Download or read book French Vernacular Books Livres vernaculaires fran ais FB 2 vols written by Andrew Pettegree and published by BRILL. This book was released on 2007-11-30 with total page 1638 pages. Available in PDF, EPUB and Kindle. Book excerpt: This work offers for the first time a complete list of all books published wholly or partially in the French language before 1601. Based on twelve years of investigations in libraries in France, the United Kingdom, the United States, Germany, the Netherlands and elsewhere, it provides an analytical short-title catalogue of over 52,000 bibliographically distinct items, with reference to surviving copies in over 1,600 libraries worldwide. Many of the items described are editions and even complete texts fully unknown and re-discovered by the project. French Vernacular Books is an invaluable research tool for all students and scholars interested in the history, culture and literature of France, as well as historians of the early modern book world. For vols. III & IV please go to French Books III & IV.

Book The Book

    Book Details:
  • Author : F. J. F. Suarez
  • Publisher : OUP Oxford
  • Release : 2013-10-24
  • ISBN : 0191668745
  • Pages : 769 pages

Download or read book The Book written by F. J. F. Suarez and published by OUP Oxford. This book was released on 2013-10-24 with total page 769 pages. Available in PDF, EPUB and Kindle. Book excerpt: A concise edition of the highly acclaimed Oxford Companion to the Book, this book features the 51 articles from the Companion plus 3 brand new chapters in one affordable volume.
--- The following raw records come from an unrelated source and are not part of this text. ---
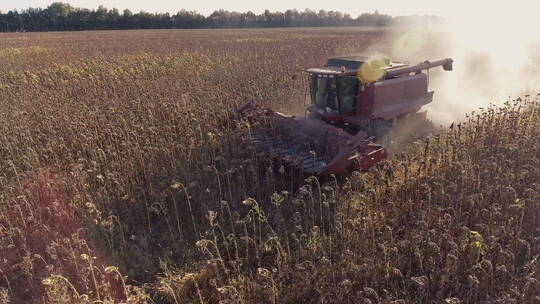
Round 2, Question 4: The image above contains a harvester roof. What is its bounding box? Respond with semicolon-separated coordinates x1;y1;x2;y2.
307;56;409;75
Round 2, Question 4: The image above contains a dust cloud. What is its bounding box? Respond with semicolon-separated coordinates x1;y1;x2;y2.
392;1;540;126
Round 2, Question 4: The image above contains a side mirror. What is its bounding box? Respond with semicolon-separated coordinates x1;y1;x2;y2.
443;59;454;71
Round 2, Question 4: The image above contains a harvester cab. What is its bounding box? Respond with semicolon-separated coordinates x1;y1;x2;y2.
238;56;453;175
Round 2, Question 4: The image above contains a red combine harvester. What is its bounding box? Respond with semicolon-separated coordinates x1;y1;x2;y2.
238;56;453;175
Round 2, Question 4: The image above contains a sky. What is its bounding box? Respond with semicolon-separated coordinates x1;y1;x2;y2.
0;0;528;16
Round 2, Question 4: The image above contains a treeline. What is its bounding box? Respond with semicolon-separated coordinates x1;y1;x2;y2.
0;2;404;32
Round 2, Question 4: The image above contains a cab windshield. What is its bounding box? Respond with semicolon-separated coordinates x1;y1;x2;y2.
310;76;358;114
310;77;338;112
The 54 chapters introduce readers to the fascinating world of book history. Including 21 thematic studies on topics such as writing systems, the ancient and the medieval book, and the economics of print, as well as 33 regional and national histories of 'the book', offering a truly global survey of the book around the world, the Oxford History of the Book is the most comprehensive work of its kind. The three new articles, specially commissioned for this spin-off, cover censorship, copyright and intellectual property, and book history in the Caribbean and Bermuda. All essays are illustrated throughout with reproductions, diagrams, and examples of various typographical features. Beautifully produced and hugely informative, this is a must-have for anyone with an interest in book history and the written word.

Book French Books of Hours

    Book Details:
  • Author : Virginia Reinburg
  • Publisher : Cambridge University Press
  • Release : 2012-02-02
  • ISBN : 1107007216
  • Pages : 313 pages

Download or read book French Books of Hours written by Virginia Reinburg and published by Cambridge University Press. This book was released on 2012-02-02 with total page 313 pages. Available in PDF, EPUB and Kindle. Book excerpt: How was the Book of Hours created and used as a book and what did it mean to its owners?